5. Estamos agora reunidos à volta do altar, sobre o qual Ele renovará o mistério da sua paixão e da sua ressurreição. Portanto, Ele está no meio de nós. Como não pensar na cena descrita na página evangélica, há pouco proclamada? Também outrora havia muita gente ao redor de Jesus, e foi naquela circunstância que o Mestre divino, anunciada que Lhe fora a chegada da Sua Mãe e de parentes, respondeu "voltando-se para os que estavam sentados à sua volta": "Aí estão Minha mãe e Meus irmãos. Aquele que fizer a vontade de Deus, esse é que é Meu irmão. Minha irmã e Minha mãe" (cf. Mc 3, 31-35).

"Aquele que fizer a vontade de Deus". Cada um sinta sobre si o olhar indagador de Cristo, enquanto Ele nos repete estas palavras. O critério enunciado naquele dia continua válido nos séculos. O que decide que se pertença a Cristo, estabelecendo entre Ele e a alma um vínculo espiritual tão profundo a ponto de ser semelhante àquele que liga entre si os membros da mesma família, é o "fazer a vontade de Deus". Não há outro título que, aos olhos de Cristo, possa substituir este único, mesmo que seja o da maternidade puramente física. Se Maria é a primeira criatura nos planos de Deus, isto é devido ao facto que, além de ser a mãe de Cristo segundo a carne, também acolheu a palavra de Deus com total disponibilidade, fazendo-a em todos os momentos do dia conteúdo vivo da própria existência.

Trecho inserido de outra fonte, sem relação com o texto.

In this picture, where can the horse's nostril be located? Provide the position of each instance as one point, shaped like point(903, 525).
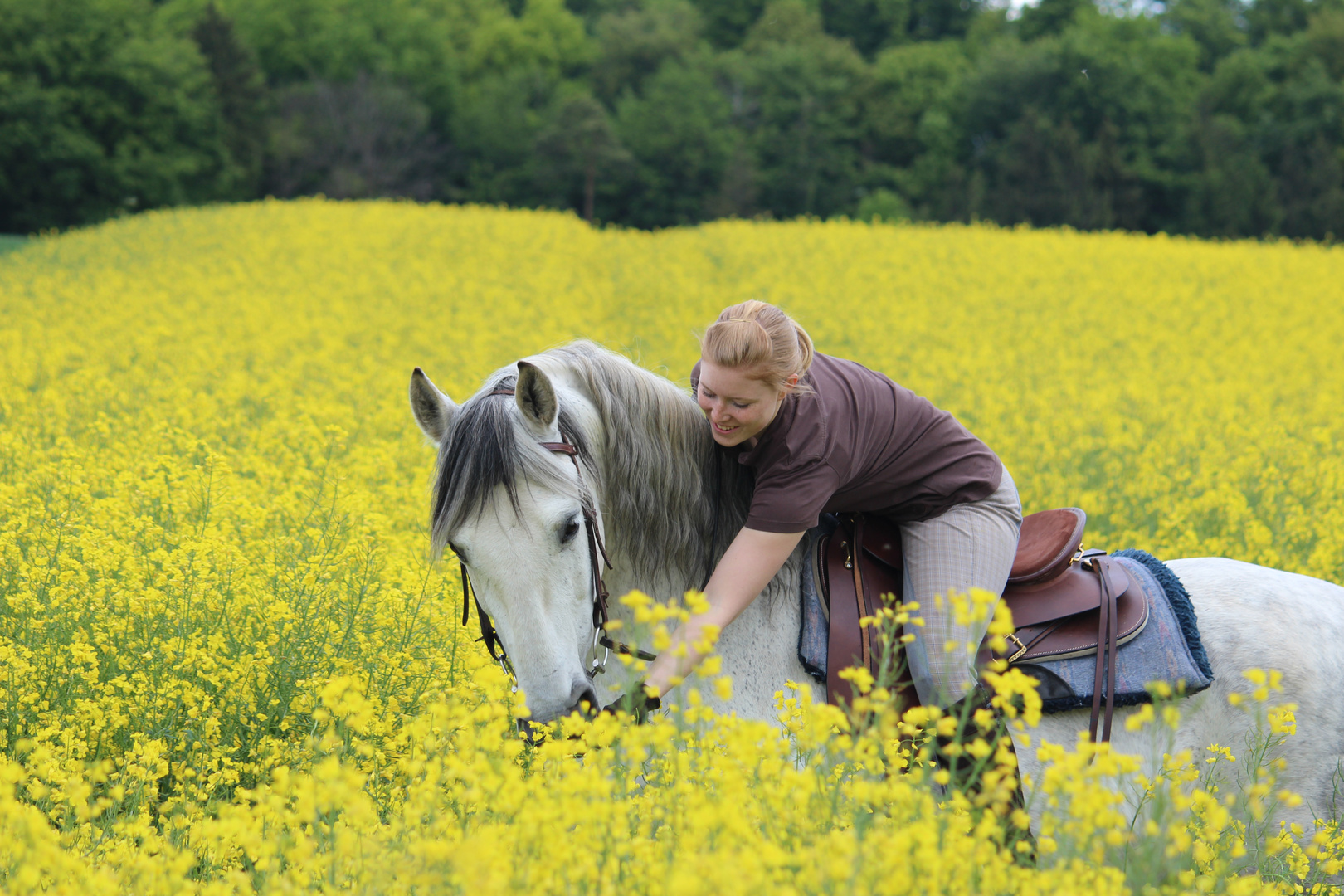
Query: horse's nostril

Por esta razão, Ela "é saudada como membro eminente e inteiramente singular da Igreja, seu tipo e exemplar perfeitíssimo na fé e na caridade" (Lumen gentium, 53). Para Ela, portanto, cada fiel deve olhar para aprender como se "faz a vontade de Deus" e como se entra em comunhão de vida com Cristo, Verbo de Deus descido do Céu por amor do homem.

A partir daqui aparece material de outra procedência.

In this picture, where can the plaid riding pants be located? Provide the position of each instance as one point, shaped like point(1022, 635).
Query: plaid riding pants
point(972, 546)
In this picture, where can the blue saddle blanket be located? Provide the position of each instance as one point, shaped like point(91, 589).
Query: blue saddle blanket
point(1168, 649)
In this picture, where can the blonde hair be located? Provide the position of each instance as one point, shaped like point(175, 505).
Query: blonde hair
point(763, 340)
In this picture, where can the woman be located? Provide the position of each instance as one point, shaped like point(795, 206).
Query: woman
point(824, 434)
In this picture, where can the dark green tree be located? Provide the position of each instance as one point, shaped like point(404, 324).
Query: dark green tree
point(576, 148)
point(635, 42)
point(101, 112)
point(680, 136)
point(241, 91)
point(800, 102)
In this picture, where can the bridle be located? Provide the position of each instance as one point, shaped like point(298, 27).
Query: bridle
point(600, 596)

5. Povo do Bélice, confio a vossa terra à materna protecção da Virgem Santíssima: benzi há pouco a sua imagem, invocando a sua intercessão pelas numerosas vítimas do terremoto, cujos nomes estão inscritos na coluna de mármore colocada aos seus pés.

Acolha Maria sob o seu manto cada um de vós, as vossas comunidades, cada uma das famílias, e conserve viva e ardente nos vossos corações a chama da fé. Salvaguarde nas crianças o candor da inocência; suscite nos jovens a paixão pelos grandes ideais; inspire aos esposos o vivo sentido da sacralidade do amor; defenda os adultos das tentações do oportunismo e do comprometimento; conforte a velhice, provada de várias maneiras no corpo e no espírito, com o bálsamo interior da esperança.

Com a sua ajuda possa esta vossa terra, caríssimos Irmãos e Irmãs, juntamente com toda a ilha da Sicília permanecer firme na profissão da fé, continuando a merecer considerar-se entre aquelas "numerosas nações" para as quais o profeta Zacarias prevê que "adereriam ao Senhor" e se tornariam "o seu povo". Oxalá se diga sempre desta Ilha, em que povos diversos deixaram gloriosos vestígios do seu passado, a solene palavra que ouvimos na primeira Leitura de hoje: "Ele, o Senhor, ficará no meio de ti" (Zac 2, 15).

Se o Senhor "ficar no meio de ti", terra da Sicília que emerges do mar mais rico de história, e nos séculos foste um ponto de encontro de povos, poderás desempenhar também no futuro um providencial papel de ligação entre o Oriente e o Ocidente, e favorecer o encontro entre civilizações diversas, reflectindo sobre todas a luz trazida aos homens por Cristo, Pilho de Deus e Filho de Maria.

Se o Senhor "ficar no meio de ti". Não esqueças isto! Aqui está o segredo dos teus futuros destinos.